07 February 2014
A BBC survey of local authorities in England has shown that councils are paying home care providers less than it costs to meet minimum legal requirements.
Trevor Brocklebank of at-home care company, Home Instead, says that they will not enter into volume contracts with local authorities as he believes they drive down the quality of care. What’s more, he believes that the authority’s rates of pay are jeopardising the health, safety and dignity of elderly people across the country.
Commenting on the BBC’s findings, Trevor says, “I am not at all surprised by the BBC’s findings. What they have shown is that the rates being paid to care providers are unsustainable and do not allow for a quality care service to be delivered. The race to the bottom has got to stop.
“It is these poor rates of pay which results in providers cramming as many calls as they can into each hour – with no provision for travel time.
“The result is carers being put under pressure to visit up to four clients per hour with no allowance made for travelling from one to the next. It’s the only way providers on low hourly rates can make it pay – it turns the whole process into a numbers game, how many people can we provide ‘care’ for in each hour? We’ve all heard and seen the results of this – carers arriving late and unable to properly care for their clients.”
Trevor believes that the solution lies not only with more funding being made available for social care, but a plan of integration between health and social care. He says, “We need better integration between health and social care and we need to move more money in to social care.

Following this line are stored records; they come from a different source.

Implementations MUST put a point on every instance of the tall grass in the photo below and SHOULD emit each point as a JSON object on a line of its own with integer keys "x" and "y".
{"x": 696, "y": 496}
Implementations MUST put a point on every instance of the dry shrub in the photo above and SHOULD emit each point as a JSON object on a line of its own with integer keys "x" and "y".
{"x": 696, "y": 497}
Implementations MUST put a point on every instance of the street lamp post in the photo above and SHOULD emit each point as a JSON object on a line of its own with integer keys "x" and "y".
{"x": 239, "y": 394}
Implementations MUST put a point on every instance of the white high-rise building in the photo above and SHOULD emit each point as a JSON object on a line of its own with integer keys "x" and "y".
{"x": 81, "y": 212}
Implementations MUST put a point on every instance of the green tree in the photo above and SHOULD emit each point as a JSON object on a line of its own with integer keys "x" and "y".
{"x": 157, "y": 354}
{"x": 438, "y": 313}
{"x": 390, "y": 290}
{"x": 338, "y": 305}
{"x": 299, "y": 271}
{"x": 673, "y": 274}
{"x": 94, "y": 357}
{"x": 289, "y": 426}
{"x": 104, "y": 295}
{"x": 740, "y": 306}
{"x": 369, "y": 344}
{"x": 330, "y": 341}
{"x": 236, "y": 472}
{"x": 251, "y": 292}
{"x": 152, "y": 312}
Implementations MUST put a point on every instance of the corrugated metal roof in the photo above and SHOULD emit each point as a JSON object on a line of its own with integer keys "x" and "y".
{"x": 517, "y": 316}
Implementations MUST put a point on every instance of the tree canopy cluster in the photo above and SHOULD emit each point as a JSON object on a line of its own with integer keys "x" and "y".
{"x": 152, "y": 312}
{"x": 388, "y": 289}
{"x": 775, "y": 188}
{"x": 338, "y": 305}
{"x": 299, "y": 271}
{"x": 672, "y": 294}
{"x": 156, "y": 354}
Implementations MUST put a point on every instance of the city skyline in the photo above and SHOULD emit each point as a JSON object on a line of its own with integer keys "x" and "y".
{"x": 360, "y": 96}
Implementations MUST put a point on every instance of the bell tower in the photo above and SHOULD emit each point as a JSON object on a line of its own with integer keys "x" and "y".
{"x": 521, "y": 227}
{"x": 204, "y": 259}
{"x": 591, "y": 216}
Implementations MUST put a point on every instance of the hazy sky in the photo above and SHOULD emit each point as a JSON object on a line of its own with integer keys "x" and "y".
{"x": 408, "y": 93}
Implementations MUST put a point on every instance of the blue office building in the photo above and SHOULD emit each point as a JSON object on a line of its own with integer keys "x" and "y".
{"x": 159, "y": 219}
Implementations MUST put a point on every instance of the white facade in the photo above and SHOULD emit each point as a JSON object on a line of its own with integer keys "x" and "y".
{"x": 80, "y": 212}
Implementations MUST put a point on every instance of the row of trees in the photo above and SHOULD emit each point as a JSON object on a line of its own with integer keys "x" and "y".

By keeping people safe and well in their own homes with a quality care service we can help to prevent them entering the more costly health system.
“There is no doubt in my mind that by providing quality social care we can keep more elderly people at home living a healthy and independent life and this has got to be a more cost effective option.”
In closing, Trevor said, “Whilst it is easy to blame local authorities for driving down the cost of care, I believe that it is also incumbent on care providers to refuse the poor hourly rates on offer and to simply say ‘no’.”